Leggo che è morto un disabile nel carcere di Sanremo. Età mentale 3 anni. Peso: 1 quintale e 86 chili. Leggo ancora: 27 anni, avrebbe terminato di scontare la pena il 31 dicembre del 2011, e, soprattutto: era invalido al 100%, affetto da ritardo mentale, epilettico, semiparalizzato, incapace di parlare correttamente. Arrestato a 19 anni, per il furto di 3 palloni di cuoio in una palestra. Poi piccoli furti, ecc.
500 i disabili gravi nelle carceri italiane. 171 i detenuti morti nel 2010, di cui 65 per suicidio.
Nelle carceri italiane si danno i numeri: 500, 186, 27, 31, 20, 11, 19, 3, 171, 65. Ultimamente ci si suicida a tutto spiano, nelle carceri. Bisognerebbe dedicare un po' più di tempo a riflettere su queste notizie. Interrogarci. Indignarci.
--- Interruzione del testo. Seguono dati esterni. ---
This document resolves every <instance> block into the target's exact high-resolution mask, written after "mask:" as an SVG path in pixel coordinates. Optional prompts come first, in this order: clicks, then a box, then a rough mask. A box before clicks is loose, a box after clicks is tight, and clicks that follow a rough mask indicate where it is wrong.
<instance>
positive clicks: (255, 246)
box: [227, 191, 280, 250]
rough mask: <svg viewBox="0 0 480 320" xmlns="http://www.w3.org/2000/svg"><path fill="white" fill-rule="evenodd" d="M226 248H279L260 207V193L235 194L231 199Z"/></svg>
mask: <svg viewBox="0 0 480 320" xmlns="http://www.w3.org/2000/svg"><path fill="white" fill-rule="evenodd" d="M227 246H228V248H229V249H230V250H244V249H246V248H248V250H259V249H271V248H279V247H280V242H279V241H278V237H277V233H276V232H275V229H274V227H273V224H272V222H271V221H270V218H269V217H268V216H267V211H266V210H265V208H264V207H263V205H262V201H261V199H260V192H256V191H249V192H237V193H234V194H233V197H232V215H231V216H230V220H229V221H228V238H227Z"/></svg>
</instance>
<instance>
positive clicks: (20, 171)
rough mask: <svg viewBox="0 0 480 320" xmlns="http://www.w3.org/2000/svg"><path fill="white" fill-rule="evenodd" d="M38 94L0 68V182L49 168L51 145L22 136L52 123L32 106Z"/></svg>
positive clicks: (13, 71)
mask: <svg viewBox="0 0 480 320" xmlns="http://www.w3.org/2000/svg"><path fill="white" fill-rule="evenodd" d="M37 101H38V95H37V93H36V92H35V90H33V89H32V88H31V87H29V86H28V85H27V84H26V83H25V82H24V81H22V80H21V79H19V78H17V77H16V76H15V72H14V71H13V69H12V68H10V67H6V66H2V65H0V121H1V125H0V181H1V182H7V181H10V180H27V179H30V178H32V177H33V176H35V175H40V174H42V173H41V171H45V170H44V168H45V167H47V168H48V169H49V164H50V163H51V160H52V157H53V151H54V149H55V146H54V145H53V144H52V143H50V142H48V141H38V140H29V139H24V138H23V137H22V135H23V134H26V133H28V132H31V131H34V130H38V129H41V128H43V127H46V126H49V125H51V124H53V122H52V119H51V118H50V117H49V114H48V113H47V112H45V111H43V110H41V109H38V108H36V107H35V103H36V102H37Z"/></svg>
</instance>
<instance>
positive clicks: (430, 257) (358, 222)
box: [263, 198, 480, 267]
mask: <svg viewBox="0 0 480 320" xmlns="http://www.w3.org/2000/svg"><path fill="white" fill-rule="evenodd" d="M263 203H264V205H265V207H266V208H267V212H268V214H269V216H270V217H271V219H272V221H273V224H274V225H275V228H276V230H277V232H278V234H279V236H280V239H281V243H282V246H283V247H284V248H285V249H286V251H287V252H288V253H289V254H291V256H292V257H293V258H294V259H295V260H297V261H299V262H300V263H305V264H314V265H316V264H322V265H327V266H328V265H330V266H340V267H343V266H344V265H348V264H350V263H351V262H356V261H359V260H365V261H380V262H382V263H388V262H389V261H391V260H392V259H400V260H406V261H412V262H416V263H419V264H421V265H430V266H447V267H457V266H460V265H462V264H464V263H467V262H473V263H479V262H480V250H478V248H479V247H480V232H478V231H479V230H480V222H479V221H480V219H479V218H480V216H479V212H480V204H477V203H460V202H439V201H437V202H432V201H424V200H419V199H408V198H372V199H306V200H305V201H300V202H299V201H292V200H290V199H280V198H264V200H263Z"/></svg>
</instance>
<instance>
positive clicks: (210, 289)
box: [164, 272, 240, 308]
Ma, insomma, che cosa ci faceva rinchiuso in una cella un ragazzo affetto da ritardo mentale, semiparalizzato, incapace di muovere le mani, di parlare correttamente, e di controllare gli stimoli fisiologici? Era colpevole, qualunque cosa avesse fatto?
Un bimbo di tre anni che ruba tre palloni viene rinchiuso in una cella insieme agli adulti. Ma che bella forza! Ha rubato? Va sbattuto in galera! Bisogna essere severissimi con i delinquenti, si sa. Implacabili, ma solo con i poveracci.
Leggo, infatti, anche di gente che ruba milioni, intrattiene rapporti d'affari con mafiosi, organizza grosse truffe, corrompe, e rimane fuori, sorridente e beffardo, perché paga squadre di avvocati che lo tirano fuori.
È il mondo alla rovescia. Almeno secondo la logica della giustizia. In questo nostro mondo italiano - alla rovescia, appunto- il colpevole è fuori, spesso addirittura riverito, e il non colpevole (in questo caso, sicuramente, perché di età mentale di tre anni) è sbattuto in prigione. E ci muore, a ventisette anni.
Povero Fernando, così grasso, così bambino e così sfortunato. Ha tolto il disturbo. Domani nessuno se lo ricorderà più. "Che cosa è successo?", qualcuno dirà. Per parafrasare Pirandello. "Niente, nella cella 45 è morto un tale."